“You don’t lead by hitting people over the head – that’s assault not leadership”.  That’s a quote from Dwight D. Eisenhower as Supreme Commander of Allied forces during World War 2, when let’s face it there was a lot of hitting people over the head going on, but the words still hold true over 70 years later.

While all Project Managers, of course have to manage, it’s also important that they show leadership.  Process and governance are absolutely essential, but can be a little empty if the Project manager fails to show any leadership.

All Project Managers need to make decisions.  Leadership is about looking at all of the available data, consulting with members of the team and their management and considering the impact on all stakeholders, before making a decision.

This may not always be a decision that the majority of the team agree with, but a good leader will always be happy to explain the rationale for the decision to all.

Good leaders communicate well and listen to and encourage members of their team.  Leadership is about maintaining team spirit and morale, even when the project is experiencing problems.

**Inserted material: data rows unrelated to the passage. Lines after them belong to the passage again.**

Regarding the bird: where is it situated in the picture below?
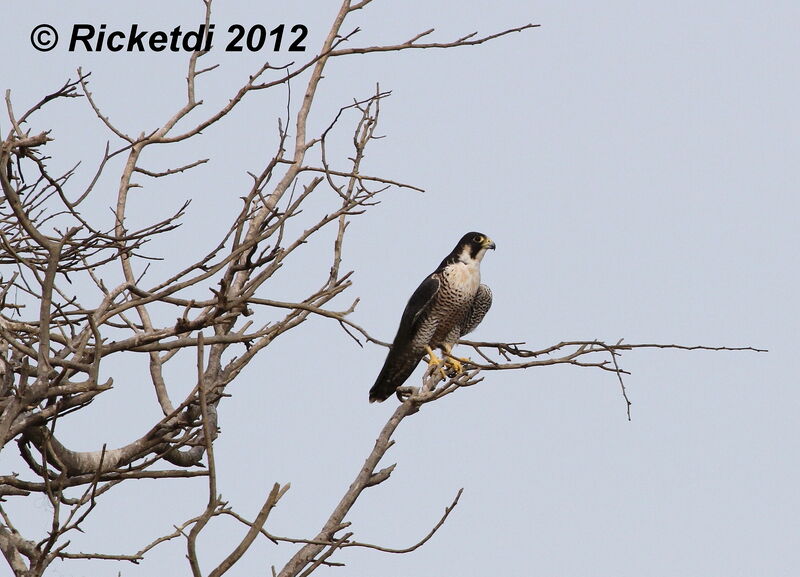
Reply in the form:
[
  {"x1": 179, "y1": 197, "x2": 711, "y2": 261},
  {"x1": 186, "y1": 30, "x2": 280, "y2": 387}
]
[{"x1": 369, "y1": 232, "x2": 496, "y2": 403}]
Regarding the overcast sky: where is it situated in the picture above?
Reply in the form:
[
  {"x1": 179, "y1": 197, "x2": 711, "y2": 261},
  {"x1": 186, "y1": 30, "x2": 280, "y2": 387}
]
[{"x1": 0, "y1": 0, "x2": 800, "y2": 577}]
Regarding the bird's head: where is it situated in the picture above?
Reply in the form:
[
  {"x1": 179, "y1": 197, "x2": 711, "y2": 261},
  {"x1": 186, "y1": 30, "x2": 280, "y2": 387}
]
[{"x1": 453, "y1": 232, "x2": 495, "y2": 262}]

Leaders develop trust.  They show that they trust members of their team to deliver and gain trust from their team and management, from the way they conduct themselves and the project.


Micro Management

Whether you’re managing suppliers or in-house staff, it’s important that Project Managers get their people management right.

The clue is in the title of ‘Project Management’, it’s about managing the project, not about writing the requirements or designing it. Too many Project Managers get overly involved in the technical side of the project, and as a result get lost in the detail. Doing this risks losing sight of the overall direction of the project and also demotivates the staff whose job it is to sort out the technical detail.

Project Managers who get involved in everything or try to micro manage, risk becoming less effective, partly because they are preventing themselves from seeing the bigger picture, and partly because the workload they generate for themselves means they get burned out.

Delegate where you can and where appropriate. People in teams generally work better when they are given responsibility and they know that they are trusted to do the work.

The Project Manager needs to ask questions and challenge, but doesn’t need to be hands-on.

It does need to be clear who is responsible for what. In larger projects, it’s not uncommon to produce terms of reference, so that people understand what they are expected to do and know the limits of their responsibilities.


Managing Suppliers

Treat your suppliers well. You need the whole project team pulling together to help you deliver and it won’t help if you treat your suppliers poorly.

You’ve every right to expect suppliers not to make repeated mistakes, but they will make some mistakes. You don’t have to beat a supplier up every time they get something wrong. Be honest about your feelings on what has happened and then move on.

I’ve witnessed very adversarial relationships develop with suppliers, because the Project Manager has felt let down by the supplier, and in an overcharged atmosphere has felt the need to become very aggressive. If the Project Manager’s relationship with the supplier breaks down, the project has significantly less chance of delivering.


Persuasion not Aggression

There is a myth out there that Project Managers need to be aggressive, shout at people and bully a bit to get things delivered.

Nothing could be further from the truth, especially in small organisations and where you have long-term relationships both with suppliers and employees. There’s little to be gained from upsetting people to try to get a project delivered. The best Project Managers persuade and influence, bring teams together and motivate them. This is rarely achieved by bullying.

I managed a huge system delivery for a FTSE 100 company. This was an 18-month project, and at the time represented the largest implementation in that company’s history. There was a massive amount of work to be done and the change touched so many of the company’s systems that there would have been serious impacts if faults had been found after go-live.

The project delivered on time and budget and without any issues after go-live.

In a meeting with my manager (an otherwise highly intelligent man) he congratulated me for the success of the project, but said that a number of people couldn’t understand how I’d done it and were going as far as to suggest it must have been blind luck!

Feeling rather offended by this, I enquired why, to which he said ‘But you don’t shout at people, a lot of the senior staff can’t believe you could deliver a project as big as this without shouting at people’.

He then went on to say maybe I should shout at people now and again to enhance my reputation. I did find it very sad to hear such views, but it’s not an uncommon perception.

I’ve delivered a lot of projects and I’m proud to say I’ve not had to shout at people to achieve this.

Persuade, cajole, use diplomacy, but please don’t be overly aggressive. It may make you feel better briefly and provide a short-term gain, but won’t help you deliver in the longer run.